PUMA CUP 2007 第12回全日本フットサル選手権大会

小池正人(本誌)、菊地芳樹(本誌)、北健一郎(本誌) 構成

準決勝 座談会レポート

初めて見たぞ! 競技フットサル

菊地 今回は本誌編集部の小池も加わってのレポートです。スフィアリーグはベテランなのに、競技フットサル初めてということで。率直な意見を言っていただければ。では、準決勝、決勝という怒涛の2日間を振り返っていきたいと思います。まず雰囲気とかはについては?

小池 基本的には家族、関係者、コアなファンなど、内々で一杯になっているという印象。もうちょっとデカイところでもいいかなと思ったけど。でも、代々木第一体育館だと大きすぎるんだっけ?

菊地 そう。何かポワ~ンとしちゃう(笑)。

小池 代々木第二体育館とか東京体育館とかは使えないのかな? 準決勝も決勝もチケットが完売しているわけだし。

菊地 有明コロシアムは横20メートル×縦40メートルの広さが取れないらしい。だから東京にはフットサルに適した体育館が少ないのかもしれない。

  ただ、今回の駒沢体育館で1つ感じたのは、メインスタンドの観客席から手前側のタッチラインが見えないこと。あそこは雰囲気もいいし、「フットサルの聖地」なんて呼ばれているぐらいですけど、あれは今後の大きな改善点だと思う。
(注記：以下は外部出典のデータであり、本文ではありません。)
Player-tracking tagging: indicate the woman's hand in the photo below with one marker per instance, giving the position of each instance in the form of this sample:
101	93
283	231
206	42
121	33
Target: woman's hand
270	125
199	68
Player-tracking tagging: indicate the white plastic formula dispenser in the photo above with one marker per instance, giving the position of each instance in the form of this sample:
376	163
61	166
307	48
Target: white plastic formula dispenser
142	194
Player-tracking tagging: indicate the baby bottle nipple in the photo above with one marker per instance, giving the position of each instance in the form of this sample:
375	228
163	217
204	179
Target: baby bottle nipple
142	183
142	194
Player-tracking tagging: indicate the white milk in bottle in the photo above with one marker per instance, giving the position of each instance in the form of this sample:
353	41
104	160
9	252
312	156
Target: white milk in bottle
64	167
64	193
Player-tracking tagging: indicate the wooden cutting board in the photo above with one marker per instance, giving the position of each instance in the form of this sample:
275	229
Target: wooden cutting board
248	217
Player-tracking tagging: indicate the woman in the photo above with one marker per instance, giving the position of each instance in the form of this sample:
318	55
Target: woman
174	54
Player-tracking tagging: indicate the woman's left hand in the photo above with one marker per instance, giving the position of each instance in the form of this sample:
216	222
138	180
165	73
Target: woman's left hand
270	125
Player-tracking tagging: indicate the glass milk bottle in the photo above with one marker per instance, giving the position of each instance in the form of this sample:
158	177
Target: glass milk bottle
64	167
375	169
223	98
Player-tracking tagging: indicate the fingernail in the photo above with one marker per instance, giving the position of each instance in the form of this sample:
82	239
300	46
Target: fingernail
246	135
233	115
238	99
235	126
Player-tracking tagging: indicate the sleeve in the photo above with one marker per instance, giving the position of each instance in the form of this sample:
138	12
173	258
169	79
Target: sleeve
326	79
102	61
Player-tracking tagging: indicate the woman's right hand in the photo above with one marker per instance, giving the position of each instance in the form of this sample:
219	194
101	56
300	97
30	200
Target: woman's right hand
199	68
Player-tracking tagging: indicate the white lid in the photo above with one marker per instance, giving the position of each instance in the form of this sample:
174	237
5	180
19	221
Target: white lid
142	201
菊地 昔はそんなことはなかったように思うんだけど……。アリーナ席を出したことによるものなのか、ピッチの位置をズラしたのかもしれない。

  お客さんの雰囲気なんかは?

小池 チームを応援しようというのはまだ数十人。基本的には「フットサルを観たい」という人がほとんど。ゲームが面白くなると、会場全体がグワーッと盛り上がってくる。

  準決勝、決勝については有料開催ですから、チケットを買ってまで観るというのはかなりのファン。だからより面白い試合を観たい、フットサルを観たいというのが強いんだと思う。そういうファンだけで2000人以上が埋まっているという感じだった。

準決勝 第1試合
大洋薬品/BANFF 4-2 FIRE FOX

ファイルがあんなにバテバテになるなんて

菊地 北とのプレビューでファイルは勝つためにこういうことをして来るだろう、と話していたのはほとんどその通りになって。決めた本人が「ラッキーだった」みたいなことを言っていたぐらいだけど、⑦稲葉(洸太郎)がCKから先制したことで、大洋薬品としては初めてバタバタした感じになった。

  大洋薬品は前と後ろの選手に連動性がない。攻撃と守備の役割分担がハッキリしているから、相手に前からプレスをかけられたときに、後ろの選手が孤立してしまう。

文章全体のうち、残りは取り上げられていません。